By restoring some control we can defend against the most egregious intrusions against democracy and we can have a more direct voice in how the rules are made. That is why staying in the EEA is sufficient for Brexit. There is no point leaving the single market if global rules are the same as EU rules. An EEA Brexit is more than enough to end EU supranational political integration while giving us the one thing we need the most. Independent control of our trade policy - which in turn gives us the power to control the laws that end up on our statute book.
We are now heading toward a world where the majority of technical rules and standards will be made by the universe of lawmaking bodies around the globe and increasingly the EU becomes a facilitator of hyper globalisation while removing any democratic constraints. This cannot be tolerated.
The inward looking notion of making all our own rules is an obsolete one and the idea we can or would wish to be significantly divergent is a flawed one. So too is the idea that we would necessarily close ourselves off from the EU by way of vetoing rules.
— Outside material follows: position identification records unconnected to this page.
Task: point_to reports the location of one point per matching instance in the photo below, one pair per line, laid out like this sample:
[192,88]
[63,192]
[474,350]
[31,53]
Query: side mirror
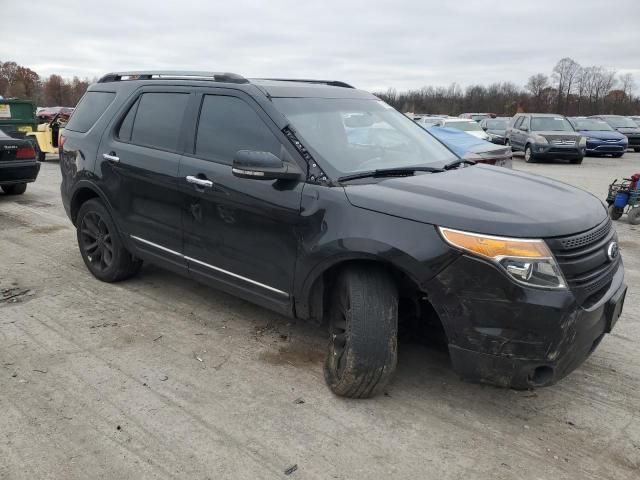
[263,166]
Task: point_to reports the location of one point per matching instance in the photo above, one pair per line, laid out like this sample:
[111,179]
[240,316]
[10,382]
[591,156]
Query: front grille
[584,261]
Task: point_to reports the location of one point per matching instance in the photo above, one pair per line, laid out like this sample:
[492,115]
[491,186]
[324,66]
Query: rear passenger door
[139,161]
[240,235]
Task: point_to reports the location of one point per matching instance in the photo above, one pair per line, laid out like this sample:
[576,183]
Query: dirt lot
[159,377]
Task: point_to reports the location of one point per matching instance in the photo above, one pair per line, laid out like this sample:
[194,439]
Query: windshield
[550,124]
[353,135]
[496,124]
[593,125]
[464,126]
[621,122]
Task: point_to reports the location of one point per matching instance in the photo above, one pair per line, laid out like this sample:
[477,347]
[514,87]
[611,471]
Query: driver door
[240,235]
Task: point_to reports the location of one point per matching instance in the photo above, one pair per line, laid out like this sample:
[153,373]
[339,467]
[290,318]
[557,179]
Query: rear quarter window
[89,110]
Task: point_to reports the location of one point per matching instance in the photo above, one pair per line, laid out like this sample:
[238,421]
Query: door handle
[201,182]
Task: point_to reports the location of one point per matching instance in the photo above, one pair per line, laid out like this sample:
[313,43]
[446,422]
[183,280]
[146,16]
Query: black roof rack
[332,83]
[164,75]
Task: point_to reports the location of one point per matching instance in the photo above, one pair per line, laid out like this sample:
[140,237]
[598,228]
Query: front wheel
[363,322]
[528,155]
[15,189]
[101,246]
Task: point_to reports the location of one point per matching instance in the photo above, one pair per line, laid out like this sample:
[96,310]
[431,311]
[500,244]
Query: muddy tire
[363,327]
[15,189]
[101,246]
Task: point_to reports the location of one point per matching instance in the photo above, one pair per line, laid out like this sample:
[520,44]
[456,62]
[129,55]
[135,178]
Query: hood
[478,134]
[603,135]
[558,135]
[484,199]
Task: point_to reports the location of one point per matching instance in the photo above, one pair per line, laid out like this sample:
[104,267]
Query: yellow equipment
[45,138]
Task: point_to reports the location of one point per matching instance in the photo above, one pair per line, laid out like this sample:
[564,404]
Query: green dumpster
[17,117]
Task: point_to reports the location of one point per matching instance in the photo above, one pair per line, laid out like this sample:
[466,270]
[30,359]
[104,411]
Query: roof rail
[332,83]
[164,75]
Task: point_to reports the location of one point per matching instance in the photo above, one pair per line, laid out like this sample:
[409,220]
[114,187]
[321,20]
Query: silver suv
[545,135]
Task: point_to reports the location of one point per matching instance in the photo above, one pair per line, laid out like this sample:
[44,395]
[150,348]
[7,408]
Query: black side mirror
[263,166]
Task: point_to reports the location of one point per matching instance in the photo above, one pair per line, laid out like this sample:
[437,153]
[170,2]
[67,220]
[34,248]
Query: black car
[18,164]
[496,128]
[262,188]
[624,125]
[545,135]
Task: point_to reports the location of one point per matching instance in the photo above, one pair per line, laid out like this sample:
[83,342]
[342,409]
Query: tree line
[17,81]
[571,89]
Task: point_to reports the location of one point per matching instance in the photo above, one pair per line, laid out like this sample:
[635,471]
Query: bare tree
[565,74]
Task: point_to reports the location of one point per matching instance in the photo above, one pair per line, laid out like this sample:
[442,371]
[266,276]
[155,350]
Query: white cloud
[371,44]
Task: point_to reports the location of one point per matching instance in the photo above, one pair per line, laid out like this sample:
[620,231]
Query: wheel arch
[84,191]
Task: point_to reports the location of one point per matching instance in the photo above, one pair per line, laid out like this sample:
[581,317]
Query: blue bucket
[621,200]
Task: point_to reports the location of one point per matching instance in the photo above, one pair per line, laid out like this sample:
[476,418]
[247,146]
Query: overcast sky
[371,44]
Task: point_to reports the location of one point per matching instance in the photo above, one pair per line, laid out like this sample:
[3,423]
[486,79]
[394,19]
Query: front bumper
[606,147]
[18,171]
[514,336]
[557,151]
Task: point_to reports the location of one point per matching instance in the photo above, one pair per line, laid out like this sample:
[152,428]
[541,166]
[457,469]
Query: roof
[273,87]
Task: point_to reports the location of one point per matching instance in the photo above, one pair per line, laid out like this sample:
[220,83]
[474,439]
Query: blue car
[601,138]
[473,148]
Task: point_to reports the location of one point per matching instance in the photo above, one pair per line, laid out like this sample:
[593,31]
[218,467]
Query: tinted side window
[90,108]
[159,119]
[126,127]
[226,125]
More often than not we would vote with the EU - but the point of Brexit is so that we have a choice of which allies we pick according to our own strengths.
If we want to break out of stagnation then we must think about trade in entirely different ways and regulatory harmonisation is an incredibly powerful tool. Multiple small increments can deliver more value than EU promises of jam tomorrow. That though, means working collaboratively on all of the global bodies and working skillfully to bring about trade facilitation measures.
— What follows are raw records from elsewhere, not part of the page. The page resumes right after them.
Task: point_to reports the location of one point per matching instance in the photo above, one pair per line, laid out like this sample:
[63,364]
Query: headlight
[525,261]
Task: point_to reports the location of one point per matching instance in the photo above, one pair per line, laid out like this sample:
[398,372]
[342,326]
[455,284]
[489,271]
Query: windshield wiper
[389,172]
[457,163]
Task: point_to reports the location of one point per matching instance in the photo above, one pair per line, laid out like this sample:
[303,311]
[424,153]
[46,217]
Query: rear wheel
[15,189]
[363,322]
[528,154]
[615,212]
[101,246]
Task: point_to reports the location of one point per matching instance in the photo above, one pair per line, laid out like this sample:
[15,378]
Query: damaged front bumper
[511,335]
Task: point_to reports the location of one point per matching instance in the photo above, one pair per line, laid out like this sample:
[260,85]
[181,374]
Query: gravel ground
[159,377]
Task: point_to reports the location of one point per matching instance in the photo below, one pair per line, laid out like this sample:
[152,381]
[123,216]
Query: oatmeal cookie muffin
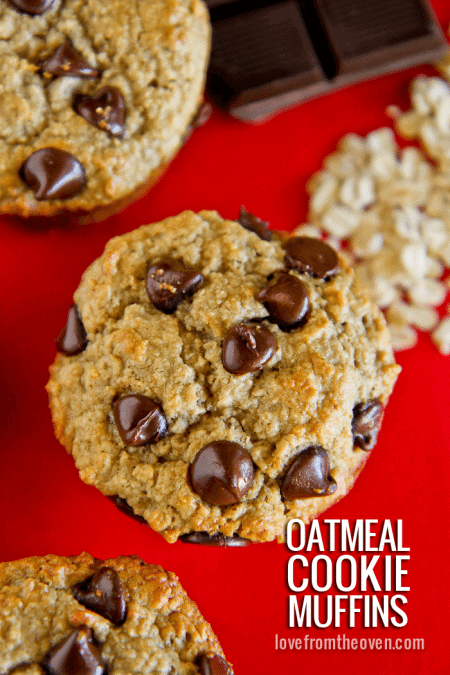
[217,382]
[80,614]
[95,99]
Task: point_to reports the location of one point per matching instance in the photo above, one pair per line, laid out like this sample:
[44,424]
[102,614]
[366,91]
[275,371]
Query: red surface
[46,508]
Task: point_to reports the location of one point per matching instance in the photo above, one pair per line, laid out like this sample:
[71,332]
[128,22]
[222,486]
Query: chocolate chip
[53,174]
[286,300]
[139,419]
[308,476]
[32,6]
[123,506]
[366,423]
[72,338]
[202,116]
[169,282]
[222,473]
[75,655]
[67,61]
[254,224]
[216,539]
[247,347]
[105,110]
[313,256]
[214,665]
[103,594]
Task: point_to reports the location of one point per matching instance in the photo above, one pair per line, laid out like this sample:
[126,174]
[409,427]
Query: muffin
[217,382]
[96,99]
[80,614]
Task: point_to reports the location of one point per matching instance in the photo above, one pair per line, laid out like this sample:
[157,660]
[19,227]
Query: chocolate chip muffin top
[114,87]
[80,614]
[215,382]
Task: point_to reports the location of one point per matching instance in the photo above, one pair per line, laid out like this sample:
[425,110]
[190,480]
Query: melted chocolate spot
[169,282]
[254,224]
[286,300]
[222,473]
[123,506]
[103,594]
[53,174]
[308,475]
[104,110]
[203,114]
[72,338]
[313,256]
[247,347]
[216,539]
[366,423]
[75,655]
[67,61]
[139,420]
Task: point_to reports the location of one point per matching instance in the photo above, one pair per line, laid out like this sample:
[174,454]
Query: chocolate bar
[267,56]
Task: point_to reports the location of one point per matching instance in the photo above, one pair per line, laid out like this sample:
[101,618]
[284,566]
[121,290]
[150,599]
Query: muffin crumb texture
[58,614]
[115,86]
[252,399]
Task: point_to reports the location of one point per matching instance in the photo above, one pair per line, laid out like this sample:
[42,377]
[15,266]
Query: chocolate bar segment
[259,55]
[267,55]
[378,36]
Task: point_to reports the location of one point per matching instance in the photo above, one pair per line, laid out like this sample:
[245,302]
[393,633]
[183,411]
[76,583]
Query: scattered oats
[424,318]
[414,259]
[441,336]
[366,242]
[402,337]
[324,194]
[307,230]
[428,292]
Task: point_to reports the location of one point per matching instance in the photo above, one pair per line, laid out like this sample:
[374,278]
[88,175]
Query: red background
[46,508]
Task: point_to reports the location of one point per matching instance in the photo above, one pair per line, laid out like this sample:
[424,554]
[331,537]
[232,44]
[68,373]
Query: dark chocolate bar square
[267,56]
[368,35]
[260,54]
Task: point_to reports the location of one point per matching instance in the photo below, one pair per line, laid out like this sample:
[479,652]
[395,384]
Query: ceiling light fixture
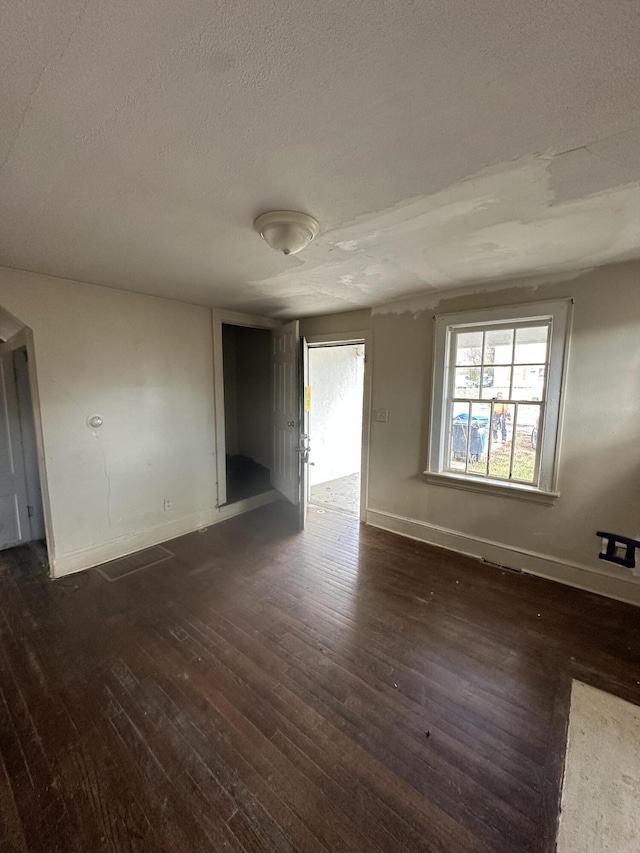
[287,231]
In that we must modernise out thinking about trade. Trade is no longer about taking foreign dignitaries out on the Royal Yacht and feeding them fine malts and brown envelopes. Trade is now a deeply technical process where what you bring to the table matters far more than market size or geographic proximity. The game has changed.
As much as Brexit means taking back control over those domestic areas we have neglected for so long like agriculture and fisheries - abandoning them to destructive EU one size fits all policies, we are taking back control of the regulatory agenda, not just from the EU but from the many corporate influences who dominate the international regulatory bodies. We are taking back control of our law making instruments - not to "make our own laws" - but to ensure British interests are defended and to ensure the people have the ultimate veto in the laws that we live by.
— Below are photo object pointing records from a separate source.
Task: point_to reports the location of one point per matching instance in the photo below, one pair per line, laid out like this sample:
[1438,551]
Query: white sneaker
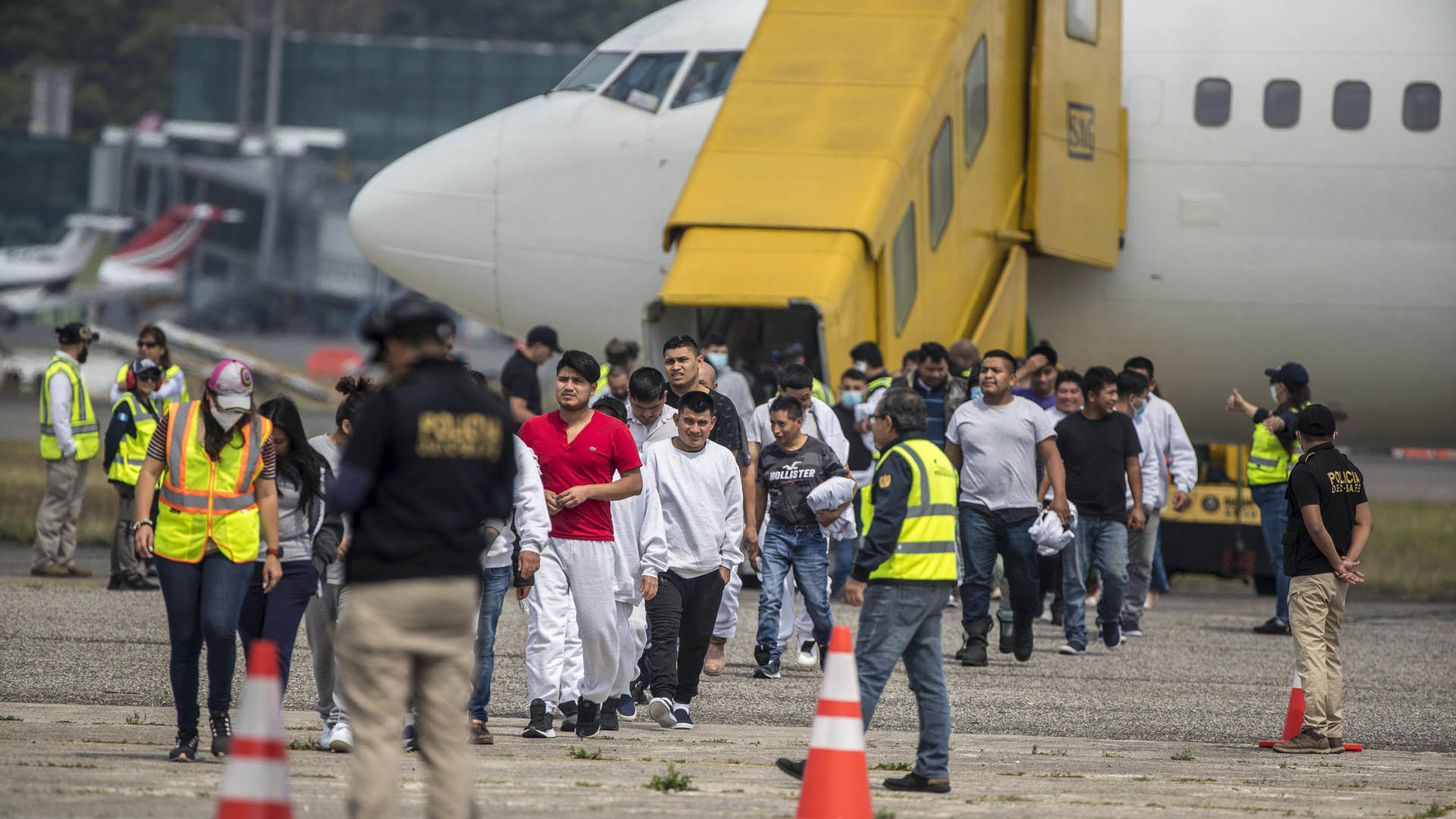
[808,653]
[343,739]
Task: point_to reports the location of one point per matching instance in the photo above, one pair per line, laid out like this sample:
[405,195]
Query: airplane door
[1075,146]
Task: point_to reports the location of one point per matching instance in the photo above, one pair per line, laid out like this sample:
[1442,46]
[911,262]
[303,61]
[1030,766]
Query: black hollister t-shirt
[1324,477]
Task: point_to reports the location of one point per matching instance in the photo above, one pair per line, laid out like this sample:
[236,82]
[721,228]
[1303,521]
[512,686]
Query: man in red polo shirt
[579,450]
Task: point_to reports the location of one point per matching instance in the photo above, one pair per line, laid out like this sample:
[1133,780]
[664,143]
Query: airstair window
[1351,108]
[1082,17]
[1282,104]
[943,186]
[905,273]
[976,101]
[708,77]
[645,80]
[593,72]
[1210,104]
[1423,107]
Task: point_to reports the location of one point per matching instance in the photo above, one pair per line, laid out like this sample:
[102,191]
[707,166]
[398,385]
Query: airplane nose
[428,219]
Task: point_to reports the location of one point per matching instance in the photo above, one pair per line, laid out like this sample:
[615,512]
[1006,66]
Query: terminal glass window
[943,187]
[592,72]
[1210,102]
[1082,18]
[1282,104]
[976,101]
[1351,108]
[644,82]
[1423,107]
[905,273]
[708,77]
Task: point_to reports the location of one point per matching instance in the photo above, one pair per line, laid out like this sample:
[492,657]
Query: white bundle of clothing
[1049,534]
[832,494]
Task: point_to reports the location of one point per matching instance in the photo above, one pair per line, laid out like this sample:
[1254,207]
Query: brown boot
[714,662]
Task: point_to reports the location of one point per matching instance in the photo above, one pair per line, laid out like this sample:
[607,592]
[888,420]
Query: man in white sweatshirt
[696,485]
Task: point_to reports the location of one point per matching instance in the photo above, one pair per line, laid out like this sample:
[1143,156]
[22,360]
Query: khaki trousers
[406,642]
[1316,607]
[60,510]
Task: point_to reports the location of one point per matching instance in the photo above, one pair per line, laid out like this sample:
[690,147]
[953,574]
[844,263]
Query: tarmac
[1165,726]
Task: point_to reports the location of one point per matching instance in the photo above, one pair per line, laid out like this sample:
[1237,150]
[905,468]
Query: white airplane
[39,278]
[1258,229]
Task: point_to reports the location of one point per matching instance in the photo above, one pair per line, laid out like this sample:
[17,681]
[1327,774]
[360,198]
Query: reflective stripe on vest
[927,545]
[210,500]
[85,431]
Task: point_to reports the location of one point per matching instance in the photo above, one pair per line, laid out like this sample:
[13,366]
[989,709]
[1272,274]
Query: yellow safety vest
[210,500]
[927,545]
[85,430]
[159,403]
[131,453]
[1269,461]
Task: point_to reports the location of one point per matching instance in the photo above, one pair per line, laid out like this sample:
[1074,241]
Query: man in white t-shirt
[995,442]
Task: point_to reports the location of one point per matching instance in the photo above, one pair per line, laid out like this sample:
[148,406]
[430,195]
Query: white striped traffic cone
[836,777]
[255,779]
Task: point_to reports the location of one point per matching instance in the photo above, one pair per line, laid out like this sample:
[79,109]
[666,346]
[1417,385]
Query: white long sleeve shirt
[701,522]
[1171,442]
[60,394]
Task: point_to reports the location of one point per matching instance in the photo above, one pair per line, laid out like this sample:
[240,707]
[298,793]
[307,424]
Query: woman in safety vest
[128,433]
[152,344]
[1272,455]
[216,461]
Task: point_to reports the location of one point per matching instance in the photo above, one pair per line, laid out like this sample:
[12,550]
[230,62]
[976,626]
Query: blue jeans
[983,537]
[277,614]
[1270,499]
[804,550]
[1104,544]
[843,561]
[903,621]
[494,585]
[202,601]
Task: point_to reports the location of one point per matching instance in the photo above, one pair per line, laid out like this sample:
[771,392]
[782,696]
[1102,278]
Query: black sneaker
[187,748]
[221,733]
[1273,626]
[541,725]
[588,719]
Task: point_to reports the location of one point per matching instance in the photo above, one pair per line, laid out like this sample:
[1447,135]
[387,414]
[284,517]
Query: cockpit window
[708,77]
[644,82]
[592,72]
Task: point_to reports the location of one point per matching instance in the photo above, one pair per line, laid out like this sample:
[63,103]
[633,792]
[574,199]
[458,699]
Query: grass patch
[672,781]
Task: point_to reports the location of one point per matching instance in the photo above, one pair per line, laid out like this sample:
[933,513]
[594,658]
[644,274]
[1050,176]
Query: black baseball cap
[1315,420]
[1289,373]
[542,334]
[76,333]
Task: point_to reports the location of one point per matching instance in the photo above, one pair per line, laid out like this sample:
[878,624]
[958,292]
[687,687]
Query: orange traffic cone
[1294,717]
[836,777]
[255,780]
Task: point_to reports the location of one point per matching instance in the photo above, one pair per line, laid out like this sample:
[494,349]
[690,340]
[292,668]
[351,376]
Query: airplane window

Just about everything you can now think of is regulated by global bodies from UNECE, ISO, Codex, FAO and the WHO. There are hundred of such bodies governing everything from the food we eat to the cars we drive, to the plumbing of the internet and planning of cities. There is every reason to promote global cooperation and harmonisation - but there are no excuses for shirking the responsibility to scrutinise and defend. The EU is no longer an appropriate vessel - if indeed it ever was, and if having a say in the rules was a good reason for joining the EEC then it is every reason to leave the EU.
If parliaments serve any purpose in this brave new world of self-regulating multinational corporations then it is to ensure that the people's interests are taken into account and that we have a goalkeeper to ensure our high standards are respected, upheld and promoted. That is why Brexit will give parliament a fresh mission and a new purpose when it wakes up from its EU induced coma. That is the control we need - and that is why Brexit must happen. We must not be passive victims of forces we have no defence against.